Discontinuation of lamivudine or virologic failure after development of resistance to lamivudine by
HBV may cause hepatic deterioration and a hepatitis flare. Periodic monitoring of liver function tests
and markers of HBV replication is recommended if lamivudine is discontinued in HBV (co-)infected
patients.
4.5
Interaction with other medicinal products and other forms of interaction
Because of overlapping resistance and lack of additive antiretroviral effects, lamivudine should not be
co-administered with emtricitabine.
Co-administration with trimethoprim / sulfamethoxazole results in a 40% increase in lamivudine area
under the concentration curve (9) because of the trimethoprim component. Unless the patient has renal
impairment, no dosage adjustment of lamivudine is necessary. Lamivudine has no effect on the
pharmacokinetics of trimethoprim or sulfamethoxazole.
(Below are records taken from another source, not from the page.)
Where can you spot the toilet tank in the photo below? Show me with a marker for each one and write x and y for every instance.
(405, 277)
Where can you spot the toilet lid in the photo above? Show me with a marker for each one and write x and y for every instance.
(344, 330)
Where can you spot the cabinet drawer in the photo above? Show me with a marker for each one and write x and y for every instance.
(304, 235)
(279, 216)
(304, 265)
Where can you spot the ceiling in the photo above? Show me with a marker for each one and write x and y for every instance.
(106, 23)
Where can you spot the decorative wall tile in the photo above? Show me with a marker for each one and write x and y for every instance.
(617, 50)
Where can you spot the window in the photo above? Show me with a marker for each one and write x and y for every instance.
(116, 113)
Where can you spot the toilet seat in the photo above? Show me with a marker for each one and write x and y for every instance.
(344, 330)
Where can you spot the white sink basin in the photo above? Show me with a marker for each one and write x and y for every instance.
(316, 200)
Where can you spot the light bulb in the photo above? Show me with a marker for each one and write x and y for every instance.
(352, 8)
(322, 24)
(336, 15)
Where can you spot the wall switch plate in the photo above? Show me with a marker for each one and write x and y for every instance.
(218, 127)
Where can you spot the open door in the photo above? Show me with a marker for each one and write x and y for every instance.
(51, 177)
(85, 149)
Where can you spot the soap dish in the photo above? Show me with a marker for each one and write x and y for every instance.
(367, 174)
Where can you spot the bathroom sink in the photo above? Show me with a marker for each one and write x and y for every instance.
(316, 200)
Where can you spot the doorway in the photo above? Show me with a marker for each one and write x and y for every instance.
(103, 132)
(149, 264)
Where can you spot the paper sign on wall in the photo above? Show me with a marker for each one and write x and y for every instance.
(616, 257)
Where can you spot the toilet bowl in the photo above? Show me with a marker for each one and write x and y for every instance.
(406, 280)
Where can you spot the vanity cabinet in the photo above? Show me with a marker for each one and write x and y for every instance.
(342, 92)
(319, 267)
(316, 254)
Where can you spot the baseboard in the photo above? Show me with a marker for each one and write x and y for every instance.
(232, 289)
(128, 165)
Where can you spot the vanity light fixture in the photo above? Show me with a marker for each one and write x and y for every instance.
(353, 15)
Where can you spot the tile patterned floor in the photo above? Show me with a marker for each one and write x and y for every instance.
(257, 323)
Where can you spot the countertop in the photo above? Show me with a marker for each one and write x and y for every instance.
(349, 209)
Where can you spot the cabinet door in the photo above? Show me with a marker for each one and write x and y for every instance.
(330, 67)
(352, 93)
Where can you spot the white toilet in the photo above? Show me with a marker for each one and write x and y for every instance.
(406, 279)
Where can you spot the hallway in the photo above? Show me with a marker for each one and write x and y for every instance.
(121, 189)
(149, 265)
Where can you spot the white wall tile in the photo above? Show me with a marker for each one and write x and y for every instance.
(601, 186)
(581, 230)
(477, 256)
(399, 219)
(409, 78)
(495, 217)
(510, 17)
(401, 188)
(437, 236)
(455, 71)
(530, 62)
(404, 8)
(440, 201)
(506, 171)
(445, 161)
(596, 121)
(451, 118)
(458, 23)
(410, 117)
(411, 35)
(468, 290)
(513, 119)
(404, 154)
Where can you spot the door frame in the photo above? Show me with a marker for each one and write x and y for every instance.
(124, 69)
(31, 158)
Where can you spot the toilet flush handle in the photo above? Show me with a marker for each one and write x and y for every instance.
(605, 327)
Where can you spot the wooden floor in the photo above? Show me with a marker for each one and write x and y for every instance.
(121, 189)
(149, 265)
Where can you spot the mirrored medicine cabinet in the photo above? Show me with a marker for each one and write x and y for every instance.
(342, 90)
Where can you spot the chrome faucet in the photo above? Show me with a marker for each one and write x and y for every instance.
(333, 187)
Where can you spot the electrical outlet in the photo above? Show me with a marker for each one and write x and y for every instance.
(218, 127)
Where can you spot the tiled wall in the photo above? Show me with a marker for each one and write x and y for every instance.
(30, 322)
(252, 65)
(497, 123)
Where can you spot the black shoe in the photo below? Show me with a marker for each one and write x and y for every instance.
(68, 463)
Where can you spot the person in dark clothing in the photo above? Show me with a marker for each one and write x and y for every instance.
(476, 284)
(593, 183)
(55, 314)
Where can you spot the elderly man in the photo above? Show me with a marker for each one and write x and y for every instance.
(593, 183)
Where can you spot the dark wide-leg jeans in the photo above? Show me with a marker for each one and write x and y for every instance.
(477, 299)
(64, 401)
Lamivudine does not inhibit cytochrome P450 isoform CYP3A.
4.6
Pregnancy and lactation
Pregnancy: Lamivudine is assigned FDA Pregnancy Category C status, i.e. risk cannot be ruled out.
No increased risk of birth defects has been reported for lamivudine ( www.apregistry.com ).
Nursing Mothers: Lamivudine is excreted into the breast milk of lactating mothers (10). Because of
the potential for HIV transmission and adverse effects caused by lamivudine in nursing infants, HIVinfected mothers should be instructed not to breastfeed.
4.7
Effects on ability to drive and use machines
No studies on the effects on the ability to drive and use machines have been performed.
4.8
Undesirable effects
At the beginning of therapy, headache, nausea, vomiting, abdominal pain, diarrhoea and fatigue may
occur: these reactions are usually mild and disappear within a few weeks even if treatment is
continued.
The following adverse events have been reported in controlled clinical trials and case series during
treatment of HIV-1 infection with lamivudine.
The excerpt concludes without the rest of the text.